SYSTEM_PROMPT = """You are a precise analyst. Follow this exact format:

## ANALYSIS
List the specific facts from the input that are relevant to the question.
Number each fact. Do not add facts not present in the input.

## REASONING
Apply logic to derive the answer from the facts listed above.
Reference each fact by number when using it.

## CONCLUSION
State the final answer based only on the REASONING section.
"""

def structured_cot_query(question: str, context: str) -> str:
    """Chain-of-thought with explicit stage separation."""
    full_prompt = f"""{SYSTEM_PROMPT}

Question: {question}

Context:
{context}

Format your response according to the required structure."""

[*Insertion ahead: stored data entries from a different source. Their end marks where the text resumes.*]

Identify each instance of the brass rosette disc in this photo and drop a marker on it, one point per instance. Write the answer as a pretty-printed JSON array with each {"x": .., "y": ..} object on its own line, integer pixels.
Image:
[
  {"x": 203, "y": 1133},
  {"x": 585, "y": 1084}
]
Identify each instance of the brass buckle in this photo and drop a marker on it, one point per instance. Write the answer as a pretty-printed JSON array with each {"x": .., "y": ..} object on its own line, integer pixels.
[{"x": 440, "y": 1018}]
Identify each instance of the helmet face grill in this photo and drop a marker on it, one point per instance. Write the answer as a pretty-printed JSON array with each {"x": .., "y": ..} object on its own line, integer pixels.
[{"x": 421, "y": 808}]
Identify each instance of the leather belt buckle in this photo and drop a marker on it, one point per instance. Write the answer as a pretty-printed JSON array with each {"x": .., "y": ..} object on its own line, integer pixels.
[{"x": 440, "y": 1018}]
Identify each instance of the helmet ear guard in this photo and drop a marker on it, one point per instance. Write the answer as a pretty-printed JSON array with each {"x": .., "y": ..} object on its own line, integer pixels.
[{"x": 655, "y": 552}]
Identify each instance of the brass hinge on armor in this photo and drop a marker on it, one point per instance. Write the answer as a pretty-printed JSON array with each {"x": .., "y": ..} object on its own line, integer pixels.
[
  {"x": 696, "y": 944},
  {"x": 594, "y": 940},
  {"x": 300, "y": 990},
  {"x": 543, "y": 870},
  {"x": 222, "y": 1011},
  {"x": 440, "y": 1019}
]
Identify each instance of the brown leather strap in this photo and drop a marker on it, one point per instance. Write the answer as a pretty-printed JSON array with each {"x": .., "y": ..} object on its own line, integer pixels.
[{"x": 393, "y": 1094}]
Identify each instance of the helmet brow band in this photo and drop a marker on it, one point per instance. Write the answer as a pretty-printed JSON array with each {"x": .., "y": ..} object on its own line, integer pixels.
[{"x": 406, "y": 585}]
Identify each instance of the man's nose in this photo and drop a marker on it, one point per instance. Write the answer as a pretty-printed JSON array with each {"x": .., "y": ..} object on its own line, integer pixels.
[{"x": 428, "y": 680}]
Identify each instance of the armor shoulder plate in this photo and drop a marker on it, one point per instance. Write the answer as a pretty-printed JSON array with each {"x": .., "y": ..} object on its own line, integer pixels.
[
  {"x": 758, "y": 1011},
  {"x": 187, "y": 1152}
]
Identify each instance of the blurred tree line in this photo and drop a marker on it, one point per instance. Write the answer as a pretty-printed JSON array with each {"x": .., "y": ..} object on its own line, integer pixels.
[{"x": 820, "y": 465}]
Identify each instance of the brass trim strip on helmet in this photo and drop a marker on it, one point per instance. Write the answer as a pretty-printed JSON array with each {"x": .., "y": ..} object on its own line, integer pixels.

    response = ollama.generate(
        model='llama3.2',
        prompt=full_prompt,
        system=SYSTEM_PROMPT  # Ollama handles this via system parameter
    )
    
    return response['response']

A more effective variant uses "least-to-most" prompting: the model first determines what information is needed to answer, then requests that information, then produces the answer. This is particularly effective for compound questions where the user assumes implicit knowledge the model might not have.

The anchoring problem in CoT becomes severe with larger contexts. When the input contains significant irrelevant information, the model's reasoning steps reference both relevant and irrelevant content. Advanced CoT prompts explicitly instruct the model to flag when information is missing or contradictory rather than guessing.